Postnatal Fitness: A Workout For New Moms

You’ve just experienced one of the most beautiful things life has to offer…having a baby.

As you walk past the bedroom mirror, however, you realize you’ve gained a bit more than that bouncing bundle of joy.

You’ve gained a few non-baby pounds. Don’t worry because putting on the pounds during the pregnancy and post-pregnancy process is a natural and healthy phenomenon.

With a little determination and hard work, you can get back into that pre-baby shape and maybe even better shape than you ever were; and the beauty of it is you can even exercise with baby, spending precious time with the love of your life while getting in shape.

Before we begin, there are a few important facts you need to know.
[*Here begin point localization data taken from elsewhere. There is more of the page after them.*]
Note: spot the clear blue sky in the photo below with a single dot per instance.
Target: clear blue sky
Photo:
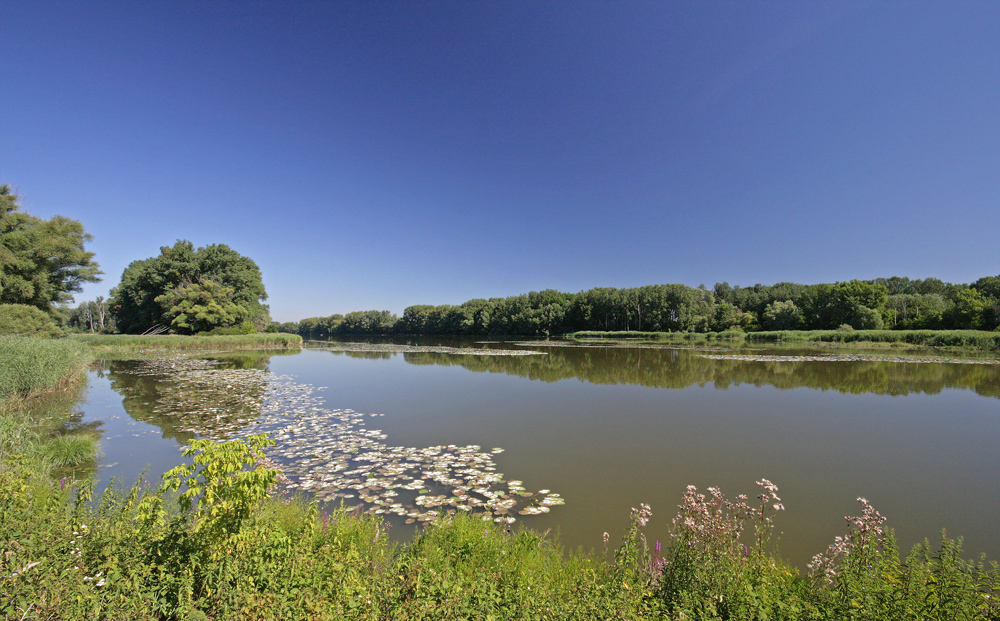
(380, 154)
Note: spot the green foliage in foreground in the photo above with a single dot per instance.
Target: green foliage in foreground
(175, 342)
(32, 365)
(24, 320)
(230, 552)
(226, 549)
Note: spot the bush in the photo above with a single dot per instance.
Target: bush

First, if your pregnancy was not complicated, you can begin working out within a few days after giving birth and getting an okay from your doctor.

If, however, you had a caesarian, you will need a couple weeks recovery time. The body sometimes still keeps the same physiological reactions that you had during pregnancy for up to four to six weeks after pregnancy such as lax joints, fatiguing easily, and a fast heart rate.

You may find it difficult to go above 135 beats a minute when you first start doing cardio again.

Start out by jogging in place for about five to ten minutes until the body is warm. Stretch all your major muscle groups. Make sure you are well hydrated.